Environmental Engineering Reference
In-Depth Information
Evolving Concepts of Landscape Ecology
The definitions of landscape ecology are also diverse, although they are not quite as
numerous as those of landscape ( Table 11.1 ). Images can be powerfully inspiring,
and this is especially true to someone who has a special interest in landscape
patterns. Partly inspired by the conspicuous spatial patterns revealed in aerial
photographs, the German geographer and botanist Carl Troll [ 19 ] coined the term
“landscape ecology” and defined it later as “the study of the main complex causal
relationships between the life communities and their environment in a given section
of a landscape” [ 20 , 21 ]. Carl Troll's training and research in multiple disciplines
endowed him with the abilities to synthesize across, and innovate at the interface
between, different fields. He was trained as a botanist; did his doctoral dissertation
in plant physiology; and then spent decades working on the climatic, geologic,
geographical, and ecological aspects of various landscapes in Europe, South Amer-
ica, and Africa. It is not difficult to understand why Troll could simultaneously
appreciate the then-new idea of “ecosystem” put forward by Arthur Tansley [ 28 ], as
well as the great potential for geospatial analysis presented by aerophotography. As
a result of his attempt to integrate the “vertical” ecological approach with the
“horizontal” geographical approach, a new field of study was born.
In the past several decades, landscape ecology has acquired a number of
definitions which all are, in some way, related to Carl Troll's original definition.
For example, Zonneveld [ 22 ] defined landscape ecology as “an aspect of geographical
study which considers the landscape as a holistic entity, made up of different elements,
all influencing each other.” He advocated that the landscape should be studied as the
“total character of a region,” not “in terms of the separate aspects of its component
elements” [ 22 , 29 ]. This holistic landscape perspective continues and culminates in the
work by Naveh [ 30 ], who described landscape ecology as the study of “the total spatial
and functional entity of natural and cultural living space.”

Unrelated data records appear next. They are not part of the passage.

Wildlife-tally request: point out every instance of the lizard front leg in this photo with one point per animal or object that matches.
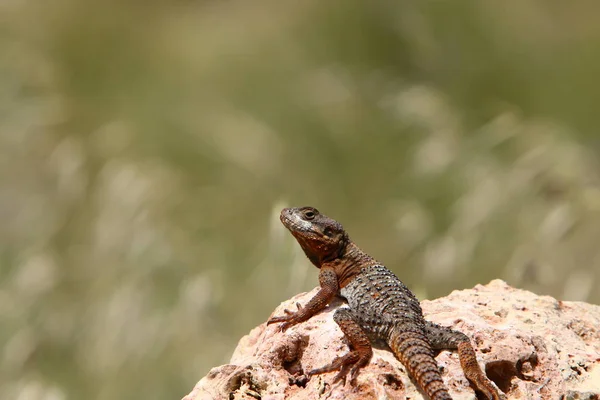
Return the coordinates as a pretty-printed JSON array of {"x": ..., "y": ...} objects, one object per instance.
[
  {"x": 329, "y": 288},
  {"x": 360, "y": 349},
  {"x": 442, "y": 337}
]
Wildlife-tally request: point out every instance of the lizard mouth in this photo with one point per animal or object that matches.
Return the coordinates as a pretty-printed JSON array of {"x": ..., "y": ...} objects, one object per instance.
[{"x": 291, "y": 219}]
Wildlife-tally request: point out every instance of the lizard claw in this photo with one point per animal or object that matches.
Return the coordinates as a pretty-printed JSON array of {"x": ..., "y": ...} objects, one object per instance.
[{"x": 290, "y": 318}]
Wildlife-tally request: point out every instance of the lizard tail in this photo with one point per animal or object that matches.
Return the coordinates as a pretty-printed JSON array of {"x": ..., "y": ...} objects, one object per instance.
[{"x": 414, "y": 352}]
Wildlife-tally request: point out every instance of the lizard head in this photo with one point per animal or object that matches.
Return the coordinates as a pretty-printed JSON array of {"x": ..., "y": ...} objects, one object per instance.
[{"x": 321, "y": 238}]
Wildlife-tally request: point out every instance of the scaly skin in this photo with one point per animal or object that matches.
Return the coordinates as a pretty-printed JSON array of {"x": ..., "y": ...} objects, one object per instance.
[{"x": 380, "y": 306}]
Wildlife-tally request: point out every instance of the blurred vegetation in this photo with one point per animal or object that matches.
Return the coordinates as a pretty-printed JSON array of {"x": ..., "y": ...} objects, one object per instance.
[{"x": 146, "y": 149}]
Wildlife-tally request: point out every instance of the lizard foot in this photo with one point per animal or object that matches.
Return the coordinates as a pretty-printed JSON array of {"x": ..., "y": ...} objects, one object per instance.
[
  {"x": 289, "y": 319},
  {"x": 350, "y": 363}
]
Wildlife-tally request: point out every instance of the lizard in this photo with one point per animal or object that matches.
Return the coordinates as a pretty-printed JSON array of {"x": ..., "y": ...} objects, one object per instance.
[{"x": 379, "y": 308}]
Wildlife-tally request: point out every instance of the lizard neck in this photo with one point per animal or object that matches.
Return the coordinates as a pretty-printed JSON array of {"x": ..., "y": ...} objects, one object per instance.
[{"x": 349, "y": 263}]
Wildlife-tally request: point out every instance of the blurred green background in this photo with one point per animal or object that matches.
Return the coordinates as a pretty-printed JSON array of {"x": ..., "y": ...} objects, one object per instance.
[{"x": 146, "y": 149}]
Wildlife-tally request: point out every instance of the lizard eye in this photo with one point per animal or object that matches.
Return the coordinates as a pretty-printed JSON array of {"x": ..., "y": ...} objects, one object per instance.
[{"x": 309, "y": 214}]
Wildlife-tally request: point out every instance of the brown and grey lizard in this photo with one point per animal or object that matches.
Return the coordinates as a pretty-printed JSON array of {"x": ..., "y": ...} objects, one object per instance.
[{"x": 380, "y": 307}]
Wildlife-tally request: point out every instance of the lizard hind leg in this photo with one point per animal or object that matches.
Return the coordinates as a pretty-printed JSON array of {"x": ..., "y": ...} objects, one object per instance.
[
  {"x": 360, "y": 349},
  {"x": 442, "y": 337}
]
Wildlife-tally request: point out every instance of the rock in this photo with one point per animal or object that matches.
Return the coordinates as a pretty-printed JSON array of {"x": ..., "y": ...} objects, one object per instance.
[{"x": 531, "y": 347}]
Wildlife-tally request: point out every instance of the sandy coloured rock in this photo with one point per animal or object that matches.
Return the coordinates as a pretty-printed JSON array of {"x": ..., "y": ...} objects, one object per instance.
[{"x": 530, "y": 346}]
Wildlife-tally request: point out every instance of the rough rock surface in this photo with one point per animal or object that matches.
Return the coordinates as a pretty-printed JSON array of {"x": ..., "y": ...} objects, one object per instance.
[{"x": 531, "y": 347}]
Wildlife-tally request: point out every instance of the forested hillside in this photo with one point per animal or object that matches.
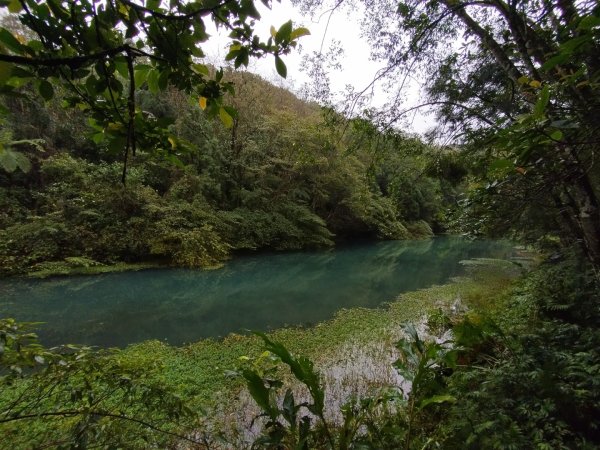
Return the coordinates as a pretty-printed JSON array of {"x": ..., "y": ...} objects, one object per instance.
[
  {"x": 120, "y": 147},
  {"x": 286, "y": 175}
]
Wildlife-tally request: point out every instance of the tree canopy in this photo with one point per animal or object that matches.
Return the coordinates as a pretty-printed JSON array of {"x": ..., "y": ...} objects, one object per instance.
[
  {"x": 517, "y": 83},
  {"x": 102, "y": 51}
]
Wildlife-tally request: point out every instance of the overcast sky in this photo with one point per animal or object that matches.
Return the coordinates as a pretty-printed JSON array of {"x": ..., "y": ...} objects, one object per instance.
[{"x": 357, "y": 69}]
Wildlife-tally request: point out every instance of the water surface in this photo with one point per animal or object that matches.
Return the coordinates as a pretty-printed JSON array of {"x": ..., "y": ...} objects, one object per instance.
[{"x": 257, "y": 292}]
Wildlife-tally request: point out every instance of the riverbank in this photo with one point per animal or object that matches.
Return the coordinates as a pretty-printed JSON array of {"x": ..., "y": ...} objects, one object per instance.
[{"x": 353, "y": 351}]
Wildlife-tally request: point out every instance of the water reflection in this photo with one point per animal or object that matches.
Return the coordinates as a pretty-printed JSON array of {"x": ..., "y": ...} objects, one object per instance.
[{"x": 251, "y": 292}]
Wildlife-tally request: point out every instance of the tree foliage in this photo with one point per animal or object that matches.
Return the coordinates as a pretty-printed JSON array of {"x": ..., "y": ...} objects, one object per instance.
[
  {"x": 102, "y": 52},
  {"x": 517, "y": 90}
]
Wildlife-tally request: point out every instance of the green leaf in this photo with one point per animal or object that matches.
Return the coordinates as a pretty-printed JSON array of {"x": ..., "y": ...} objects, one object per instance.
[
  {"x": 436, "y": 399},
  {"x": 556, "y": 60},
  {"x": 501, "y": 164},
  {"x": 141, "y": 74},
  {"x": 284, "y": 33},
  {"x": 163, "y": 79},
  {"x": 225, "y": 118},
  {"x": 247, "y": 8},
  {"x": 259, "y": 392},
  {"x": 152, "y": 4},
  {"x": 540, "y": 106},
  {"x": 299, "y": 32},
  {"x": 6, "y": 70},
  {"x": 46, "y": 90},
  {"x": 7, "y": 160},
  {"x": 153, "y": 76},
  {"x": 589, "y": 22},
  {"x": 280, "y": 66},
  {"x": 121, "y": 65},
  {"x": 10, "y": 41},
  {"x": 15, "y": 6},
  {"x": 201, "y": 69}
]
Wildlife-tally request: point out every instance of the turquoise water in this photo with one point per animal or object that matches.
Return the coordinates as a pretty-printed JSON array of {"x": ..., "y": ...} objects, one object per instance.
[{"x": 257, "y": 292}]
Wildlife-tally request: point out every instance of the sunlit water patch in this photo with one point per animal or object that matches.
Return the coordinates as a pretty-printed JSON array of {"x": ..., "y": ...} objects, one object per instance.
[{"x": 258, "y": 292}]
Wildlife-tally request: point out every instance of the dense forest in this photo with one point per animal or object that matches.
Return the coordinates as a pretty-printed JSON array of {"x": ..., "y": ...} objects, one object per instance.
[
  {"x": 120, "y": 148},
  {"x": 284, "y": 176}
]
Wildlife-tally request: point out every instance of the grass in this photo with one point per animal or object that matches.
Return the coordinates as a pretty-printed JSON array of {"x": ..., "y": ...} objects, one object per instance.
[{"x": 198, "y": 371}]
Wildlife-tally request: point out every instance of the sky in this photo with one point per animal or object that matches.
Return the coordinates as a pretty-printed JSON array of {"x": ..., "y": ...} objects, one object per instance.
[{"x": 357, "y": 69}]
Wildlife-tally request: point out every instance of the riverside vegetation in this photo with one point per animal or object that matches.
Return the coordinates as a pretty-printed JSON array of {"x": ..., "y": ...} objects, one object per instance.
[{"x": 490, "y": 361}]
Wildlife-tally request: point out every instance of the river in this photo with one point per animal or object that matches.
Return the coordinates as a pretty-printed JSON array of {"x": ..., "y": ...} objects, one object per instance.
[{"x": 257, "y": 292}]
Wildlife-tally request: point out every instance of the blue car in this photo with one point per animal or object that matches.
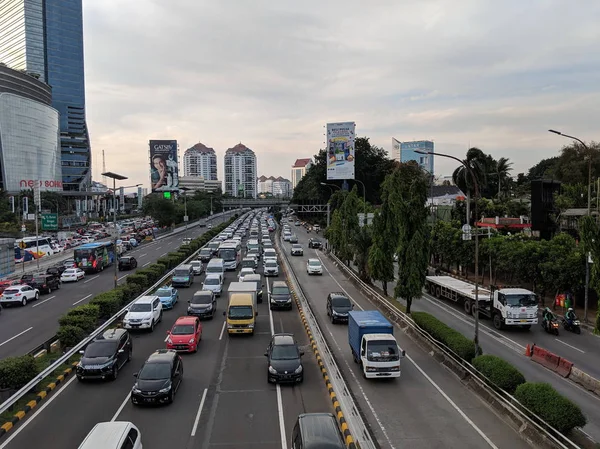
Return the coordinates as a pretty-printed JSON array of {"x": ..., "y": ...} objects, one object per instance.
[{"x": 168, "y": 296}]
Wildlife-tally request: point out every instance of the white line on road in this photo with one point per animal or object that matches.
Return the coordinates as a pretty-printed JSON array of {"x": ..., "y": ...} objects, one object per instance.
[
  {"x": 42, "y": 302},
  {"x": 91, "y": 279},
  {"x": 39, "y": 410},
  {"x": 82, "y": 299},
  {"x": 197, "y": 420},
  {"x": 567, "y": 344},
  {"x": 18, "y": 335}
]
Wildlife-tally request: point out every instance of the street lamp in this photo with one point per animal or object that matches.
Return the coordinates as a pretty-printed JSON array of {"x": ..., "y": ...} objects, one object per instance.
[
  {"x": 115, "y": 177},
  {"x": 476, "y": 185},
  {"x": 589, "y": 212}
]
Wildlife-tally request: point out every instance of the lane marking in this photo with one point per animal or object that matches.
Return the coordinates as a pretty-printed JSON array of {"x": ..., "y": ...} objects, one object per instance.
[
  {"x": 39, "y": 410},
  {"x": 570, "y": 346},
  {"x": 197, "y": 420},
  {"x": 39, "y": 303},
  {"x": 82, "y": 299},
  {"x": 91, "y": 279},
  {"x": 18, "y": 335}
]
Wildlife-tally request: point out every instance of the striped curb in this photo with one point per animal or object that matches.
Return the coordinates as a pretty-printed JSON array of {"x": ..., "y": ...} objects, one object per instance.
[
  {"x": 7, "y": 426},
  {"x": 349, "y": 440}
]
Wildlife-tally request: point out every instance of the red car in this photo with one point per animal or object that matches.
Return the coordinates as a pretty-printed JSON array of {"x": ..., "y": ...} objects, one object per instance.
[{"x": 185, "y": 334}]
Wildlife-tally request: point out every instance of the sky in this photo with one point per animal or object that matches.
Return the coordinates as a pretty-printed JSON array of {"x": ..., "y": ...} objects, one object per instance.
[{"x": 271, "y": 74}]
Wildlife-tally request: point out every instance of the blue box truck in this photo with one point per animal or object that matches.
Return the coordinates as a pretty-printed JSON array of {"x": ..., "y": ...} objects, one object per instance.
[{"x": 374, "y": 348}]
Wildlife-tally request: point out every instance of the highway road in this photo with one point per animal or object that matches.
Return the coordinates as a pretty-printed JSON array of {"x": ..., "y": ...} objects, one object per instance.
[
  {"x": 224, "y": 402},
  {"x": 427, "y": 406},
  {"x": 25, "y": 328}
]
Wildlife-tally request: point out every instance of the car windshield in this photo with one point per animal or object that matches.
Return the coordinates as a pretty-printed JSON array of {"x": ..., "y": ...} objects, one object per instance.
[
  {"x": 100, "y": 349},
  {"x": 155, "y": 371},
  {"x": 141, "y": 308},
  {"x": 284, "y": 352},
  {"x": 183, "y": 329}
]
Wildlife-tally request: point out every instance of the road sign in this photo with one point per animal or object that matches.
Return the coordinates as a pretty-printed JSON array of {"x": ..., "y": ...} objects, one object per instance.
[{"x": 49, "y": 222}]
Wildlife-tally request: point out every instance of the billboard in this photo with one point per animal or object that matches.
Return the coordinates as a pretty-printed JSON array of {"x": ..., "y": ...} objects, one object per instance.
[
  {"x": 164, "y": 169},
  {"x": 340, "y": 150}
]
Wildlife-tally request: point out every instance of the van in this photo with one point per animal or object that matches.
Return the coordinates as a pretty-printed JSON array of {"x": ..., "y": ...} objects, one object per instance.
[
  {"x": 315, "y": 431},
  {"x": 113, "y": 435},
  {"x": 216, "y": 266},
  {"x": 183, "y": 276}
]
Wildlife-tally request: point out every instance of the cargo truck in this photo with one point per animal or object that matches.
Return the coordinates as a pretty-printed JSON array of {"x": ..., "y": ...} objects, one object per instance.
[
  {"x": 506, "y": 307},
  {"x": 373, "y": 346}
]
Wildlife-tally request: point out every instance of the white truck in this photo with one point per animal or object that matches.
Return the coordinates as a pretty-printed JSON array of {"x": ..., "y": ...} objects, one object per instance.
[{"x": 506, "y": 307}]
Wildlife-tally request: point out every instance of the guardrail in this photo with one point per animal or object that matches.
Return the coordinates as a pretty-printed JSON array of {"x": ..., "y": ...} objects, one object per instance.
[
  {"x": 350, "y": 415},
  {"x": 66, "y": 356},
  {"x": 532, "y": 428}
]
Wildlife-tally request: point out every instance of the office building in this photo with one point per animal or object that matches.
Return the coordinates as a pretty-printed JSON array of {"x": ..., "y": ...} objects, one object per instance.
[
  {"x": 240, "y": 172},
  {"x": 200, "y": 160},
  {"x": 299, "y": 169},
  {"x": 45, "y": 38}
]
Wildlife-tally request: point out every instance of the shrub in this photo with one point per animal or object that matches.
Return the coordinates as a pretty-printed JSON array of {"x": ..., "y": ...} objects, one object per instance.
[
  {"x": 16, "y": 372},
  {"x": 551, "y": 406},
  {"x": 457, "y": 342},
  {"x": 500, "y": 372},
  {"x": 70, "y": 335}
]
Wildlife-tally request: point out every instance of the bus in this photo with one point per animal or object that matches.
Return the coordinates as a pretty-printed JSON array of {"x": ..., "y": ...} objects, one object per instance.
[{"x": 94, "y": 257}]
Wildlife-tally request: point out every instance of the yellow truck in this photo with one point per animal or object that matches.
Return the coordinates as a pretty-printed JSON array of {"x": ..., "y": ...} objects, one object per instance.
[{"x": 241, "y": 314}]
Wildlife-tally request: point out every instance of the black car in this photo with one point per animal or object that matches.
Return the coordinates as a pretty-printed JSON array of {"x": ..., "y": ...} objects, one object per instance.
[
  {"x": 105, "y": 356},
  {"x": 44, "y": 282},
  {"x": 203, "y": 304},
  {"x": 159, "y": 379},
  {"x": 338, "y": 306},
  {"x": 284, "y": 360},
  {"x": 315, "y": 243},
  {"x": 127, "y": 263}
]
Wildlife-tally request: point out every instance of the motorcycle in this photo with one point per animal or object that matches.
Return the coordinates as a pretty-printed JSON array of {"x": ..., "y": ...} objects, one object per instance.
[{"x": 572, "y": 326}]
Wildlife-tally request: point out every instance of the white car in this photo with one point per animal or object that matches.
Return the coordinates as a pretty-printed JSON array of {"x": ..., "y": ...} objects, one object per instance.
[
  {"x": 214, "y": 283},
  {"x": 145, "y": 313},
  {"x": 313, "y": 266},
  {"x": 72, "y": 275},
  {"x": 19, "y": 294}
]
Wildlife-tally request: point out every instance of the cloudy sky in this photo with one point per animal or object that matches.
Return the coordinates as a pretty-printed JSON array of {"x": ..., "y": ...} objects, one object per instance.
[{"x": 271, "y": 74}]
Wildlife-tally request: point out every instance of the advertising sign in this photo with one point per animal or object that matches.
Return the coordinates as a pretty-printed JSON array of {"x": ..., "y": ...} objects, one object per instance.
[
  {"x": 164, "y": 169},
  {"x": 340, "y": 150}
]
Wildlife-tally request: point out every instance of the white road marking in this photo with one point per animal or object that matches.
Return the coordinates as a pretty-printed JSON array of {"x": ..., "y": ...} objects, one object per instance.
[
  {"x": 18, "y": 335},
  {"x": 39, "y": 410},
  {"x": 197, "y": 420},
  {"x": 82, "y": 299},
  {"x": 39, "y": 303}
]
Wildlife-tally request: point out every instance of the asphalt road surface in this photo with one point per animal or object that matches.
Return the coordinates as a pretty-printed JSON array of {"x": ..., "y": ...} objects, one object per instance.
[
  {"x": 25, "y": 328},
  {"x": 427, "y": 406},
  {"x": 224, "y": 402}
]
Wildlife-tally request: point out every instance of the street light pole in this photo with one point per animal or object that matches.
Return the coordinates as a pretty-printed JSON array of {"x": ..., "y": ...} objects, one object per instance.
[{"x": 589, "y": 212}]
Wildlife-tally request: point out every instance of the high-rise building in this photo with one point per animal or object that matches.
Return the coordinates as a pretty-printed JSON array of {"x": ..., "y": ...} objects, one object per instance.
[
  {"x": 240, "y": 172},
  {"x": 200, "y": 160},
  {"x": 45, "y": 38},
  {"x": 299, "y": 170}
]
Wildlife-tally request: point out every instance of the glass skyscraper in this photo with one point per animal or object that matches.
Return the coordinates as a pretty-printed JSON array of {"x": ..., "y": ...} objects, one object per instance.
[{"x": 45, "y": 37}]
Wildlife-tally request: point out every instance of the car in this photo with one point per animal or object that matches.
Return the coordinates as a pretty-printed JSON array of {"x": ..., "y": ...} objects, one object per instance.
[
  {"x": 185, "y": 335},
  {"x": 105, "y": 355},
  {"x": 314, "y": 266},
  {"x": 159, "y": 378},
  {"x": 145, "y": 313},
  {"x": 214, "y": 283},
  {"x": 19, "y": 294},
  {"x": 168, "y": 296},
  {"x": 127, "y": 263},
  {"x": 203, "y": 304},
  {"x": 338, "y": 306},
  {"x": 284, "y": 360},
  {"x": 72, "y": 275}
]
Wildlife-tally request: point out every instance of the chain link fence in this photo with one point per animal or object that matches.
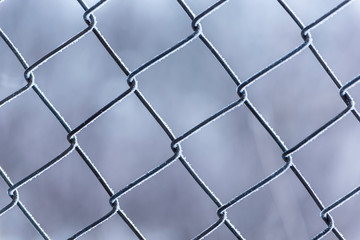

Some key ideas of contemporary landscape ecology, such as patch dynamics
[ 31 - 33 ] and the patch-corridor-matrix model [ 11 , 12 ], began to emerge in
North America in the late 1970s, apparently with little connection to the European
root. The early ideas of landscape ecology in North America were inspired by the
theory of island biogeography [ 34 ], with an explicit focus on spatial heterogeneity.
The first major communication between North American and European landscape
ecologists occurred in 1981 when five American ecologists attended the first
International Congress on Landscape Ecology in the Netherlands. Two years later,
25 ecologists (23 Americans, 1 Canadian, and 1 French) gathered at Allerton
Park, Illinois of USA, to discuss the nature and future directions of landscape ecology.
The report of this historic work, published in the following year [ 24 ], became an
important guide to the incipient landscape ecologists in North America [ 35 ].
Why was such discussion necessary after landscape ecological research had been
practiced for more than 40 years in Europe? The answer seems clear from Forman
[ 36 ]: “What theory explains the spatial heterogeneity of energy, nutrients, water,
plants, and animals at the level of a landscape, the setting in which we live?